I love the foods of every season. By the end of one season, I’m ready for the next. So no more winter squashes! I am so excited its spring and enjoying the “new” produce. This recipe, Spring Veggies with Chicken and Quinoa, was inspired by a dear friend of mine. I find it so nice to have friends who love to cook and eat good food as much as I do. I love that it is versatile and easy to make Paleo or vegan.
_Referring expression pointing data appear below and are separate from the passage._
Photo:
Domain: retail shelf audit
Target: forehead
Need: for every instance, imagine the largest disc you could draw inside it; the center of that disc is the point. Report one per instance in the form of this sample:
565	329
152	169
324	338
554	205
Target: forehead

For a money saving tip, shop for foods that are in season as they are cheapest, taste better and have the most nutrition. (Find out what is in season here.)
(Learn how to make the perfect quinoa with this cooking video.)
Spring Veggies and Chicken with Quinoa
Total time: 30 minutes
- 1 zucchini, 1 yellow squash, 1/2 head of cauliflower, 1/2 onion and 1/2 a bunch of asparagus, finely chopped
- 2 Chicken Breasts, sliced longways in half, making cutlets
- 1 cup of quinoa (or gluten free pasta or spiralized veggie noodles (Paleo))
- 2 1/2 cups of water
- 1 15 oz can of diced tomatoes
- garlic powder
- Preheat the oven to 450 degrees.
- On a cookie sheet, spread out the veggies evenly. Spray or toss with EVOO and sprinkle with salt and pepper. Put in oven for 10 minutes. Take out and stir. Then cook another 10 minutes.
- While the veggies are roasting, start cooking your quinoa in the 2 cups of water
- While those are cooking, slice your chicken breasts and cook in a pan on medium heat with olive oil and seasonings to taste. Total time about 8-10 minutes.
- Once the chicken is cooked, add in diced tomatoes. Bring to a boil then remove and cover.
- Once everything is done, toss the veggies and quinoa together. Put on a plate and top with chicken and tomatoes.